The clearest verdict is that it already has, for the right modality. NexCAR19 is not a forecast; it is a commercial, profitable, indigenously manufactured CAR-T therapy treating hundreds of patients at roughly a tenth of the Western price, and Korea's Rimqarto shows the model is reproducible in a high-income Asian market with the added prize of slashing delivery times. For autologous cell therapies — where Western prices are inflated by licensing, imported vectors and manufacturing overhead that local innovators can genuinely re-engineer — "make it here" bends the curve steeply and demonstrably.
For complex in-vivo gene therapies, the curve bends less. The cost there lives in vector manufacturing and the brutal economics of ultra-rare diseases, and no amount of local assembly fully escapes it; CMC Vellore's haemophilia work suggests an academic-public route is possible, but it remains the exception, not yet the rule. And localisation does nothing, by itself, about the systems problem: even a $40,000 CAR-T is out of reach for a family living on a few thousand dollars a year, which is why local manufacturing only works as one leg of a tripod alongside novel financing and pooled funds.

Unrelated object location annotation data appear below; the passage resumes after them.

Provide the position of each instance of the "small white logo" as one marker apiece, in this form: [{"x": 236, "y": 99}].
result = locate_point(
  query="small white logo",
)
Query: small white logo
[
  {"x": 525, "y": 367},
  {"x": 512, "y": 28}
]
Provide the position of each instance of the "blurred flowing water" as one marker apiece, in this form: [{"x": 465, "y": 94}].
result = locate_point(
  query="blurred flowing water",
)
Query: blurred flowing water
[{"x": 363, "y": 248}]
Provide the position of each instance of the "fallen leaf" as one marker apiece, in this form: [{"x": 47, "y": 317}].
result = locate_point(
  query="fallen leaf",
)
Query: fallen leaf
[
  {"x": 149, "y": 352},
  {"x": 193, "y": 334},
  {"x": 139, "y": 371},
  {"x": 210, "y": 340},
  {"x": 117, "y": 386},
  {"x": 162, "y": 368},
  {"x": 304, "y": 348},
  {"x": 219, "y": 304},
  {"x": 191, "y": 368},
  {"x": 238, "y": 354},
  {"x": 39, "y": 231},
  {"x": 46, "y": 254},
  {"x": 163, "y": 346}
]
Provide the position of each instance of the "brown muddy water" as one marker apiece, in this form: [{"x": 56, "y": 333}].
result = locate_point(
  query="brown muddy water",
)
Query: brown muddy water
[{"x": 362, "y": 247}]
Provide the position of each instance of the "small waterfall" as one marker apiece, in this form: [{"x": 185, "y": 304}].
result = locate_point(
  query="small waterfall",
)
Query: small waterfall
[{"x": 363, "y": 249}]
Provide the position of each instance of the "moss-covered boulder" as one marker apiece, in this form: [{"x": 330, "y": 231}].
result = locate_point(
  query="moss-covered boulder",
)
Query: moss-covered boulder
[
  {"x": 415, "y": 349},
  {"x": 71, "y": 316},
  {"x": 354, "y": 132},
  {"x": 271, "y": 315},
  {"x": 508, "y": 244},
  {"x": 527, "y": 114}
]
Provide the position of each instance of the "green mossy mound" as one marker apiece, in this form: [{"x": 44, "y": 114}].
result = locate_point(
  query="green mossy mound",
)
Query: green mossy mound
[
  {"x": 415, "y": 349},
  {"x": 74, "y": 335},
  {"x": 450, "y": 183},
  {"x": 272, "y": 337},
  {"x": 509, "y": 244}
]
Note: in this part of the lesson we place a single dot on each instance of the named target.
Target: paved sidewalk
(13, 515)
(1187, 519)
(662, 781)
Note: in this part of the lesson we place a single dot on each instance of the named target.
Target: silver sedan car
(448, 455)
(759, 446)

The most realistic answer, then, is a qualified yes. Local manufacturing is necessary but not sufficient. It can take a therapy from "impossible everywhere" to "affordable for a health system and a middle class," which is a transformation worth celebrating — and it can do so while building exactly the domestic biotech capacity, supply chains and regulatory muscle that Asia will need for the next generation of these medicines. What it cannot do alone is reach the patient at the bottom of the income distribution, the one most likely to carry these diseases. Closing that final gap requires the price drop and the financing and the pooled fund and the political choice to protect baseline care while doing all of it.
The slide at the conference is real: these are cures, and they work. The spreadsheet down the hall is real too. Asia's distinctive contribution is to refuse to treat them as separate rooms — to insist that a therapy is not finished when it is proven, but when someone who needs it can actually get it. Whether the region can hold that line will determine whether the curtain-call applause was for a breakthrough that reached people, or for one that merely existed.